The study’s detailed results underscored both promise and challenges. Unroasted cell-cultured biomass showed dramatically higher monosaccharides (52% of dry weight, primarily glucose and fructose) but far lower levels of amino acids (0.07%), lipids (1.98%), chlorogenic acids (0.07%), caffeine (0.15%), and trigonelline (absent). After roasting in a custom nanoroaster, the aroma profile registered only about 40% of the intensity of traditional coffee, with fewer pyrazines, Strecker aldehydes, and guaiacols, but a pronounced dominance of furfurals (54% of volatiles versus 10–15% in conventional roasts). Sensory panels noted milder bitterness and acidity, lower extraction yields due to the powder-like structure, and reduced psychoactive effects resulting from lower caffeine and chlorogenic acid content.
Yeretzian and co-authors, including lead analyst Jaloliddin Khushvakov and VTT Technical Research Centre of Finland cell-culture expert Heiko Rischer, concluded that the bean’s physical structure acts as a “pressurized microreactor” essential for full flavor development. They emphasized that these differences are not insurmountable barriers; rather, they open doors to customization and hybrid products that blend cell-cultured and traditional coffee.
Regulatory pathways remain the primary hurdle. As a novel food, cell-cultured coffee requires formal approvals in major markets. Submissions are now under review in the United States, Singapore, and the European Union, with analysts projecting clearances within the next 12 to 24 months. Industry observers note that beanless surrogate coffees, which do not use coffee cellular material, have reached shelves more quickly, but cell-cultured versions benefit from a stronger scientific foundation and clearer environmental credentials.
Market forecasts reflect growing confidence. The global cell-cultured coffee sector, valued at roughly $173–362 million in 2024–2025, is projected to expand at a compound annual growth rate of 16–21%, potentially reaching hundreds of millions of dollars by the early 2030s as production scales and costs decline.

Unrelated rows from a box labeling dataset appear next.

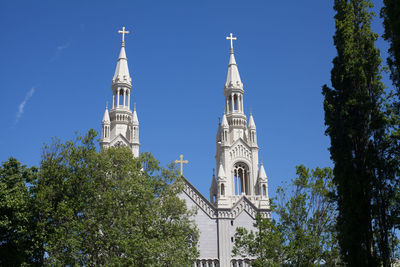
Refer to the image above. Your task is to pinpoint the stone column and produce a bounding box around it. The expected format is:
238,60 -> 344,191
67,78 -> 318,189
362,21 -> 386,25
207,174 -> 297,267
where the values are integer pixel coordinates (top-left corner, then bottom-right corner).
231,94 -> 235,112
113,92 -> 115,108
117,88 -> 119,108
123,88 -> 126,107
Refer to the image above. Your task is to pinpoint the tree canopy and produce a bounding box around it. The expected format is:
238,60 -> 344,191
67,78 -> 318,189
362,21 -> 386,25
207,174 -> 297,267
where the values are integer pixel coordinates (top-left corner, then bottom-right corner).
233,165 -> 340,267
0,130 -> 198,266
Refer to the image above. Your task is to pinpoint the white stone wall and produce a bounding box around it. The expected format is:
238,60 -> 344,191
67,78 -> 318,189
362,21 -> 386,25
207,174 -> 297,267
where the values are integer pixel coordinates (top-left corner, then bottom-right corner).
180,193 -> 218,259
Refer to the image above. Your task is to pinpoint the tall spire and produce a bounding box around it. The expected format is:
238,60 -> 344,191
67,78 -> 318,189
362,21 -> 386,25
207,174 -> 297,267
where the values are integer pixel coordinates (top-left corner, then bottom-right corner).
100,27 -> 140,157
225,33 -> 243,89
102,105 -> 110,122
248,113 -> 256,130
112,27 -> 132,85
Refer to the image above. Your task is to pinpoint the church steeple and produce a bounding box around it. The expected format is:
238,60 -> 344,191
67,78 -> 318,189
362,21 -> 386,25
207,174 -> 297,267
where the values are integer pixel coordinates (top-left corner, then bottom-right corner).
212,33 -> 269,208
100,27 -> 140,157
225,33 -> 243,90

Yeretzian has consistently framed cell-cultured coffee as a complement, not a replacement, for farm-grown beans. In his emeritus role, the research he championed continues to influence the Coffee Excellence Center and the startups now translating it into products. The 2024 paper’s analytical platform has already become an industry standard for evaluating any coffee alternative.
For an industry facing deforestation, carbon emissions, and unpredictable harvests, the convergence of Yeretzian’s decades of aroma chemistry expertise with fresh capital and regulatory progress marks a pivotal moment. If approvals materialize as expected, the first commercial cell-cultured coffees could appear on shelves or in blends by late 2027 or 2028, not as a wholesale substitute for tradition, but as a scientifically validated innovation that could help secure coffee’s future while expanding its sensory possibilities.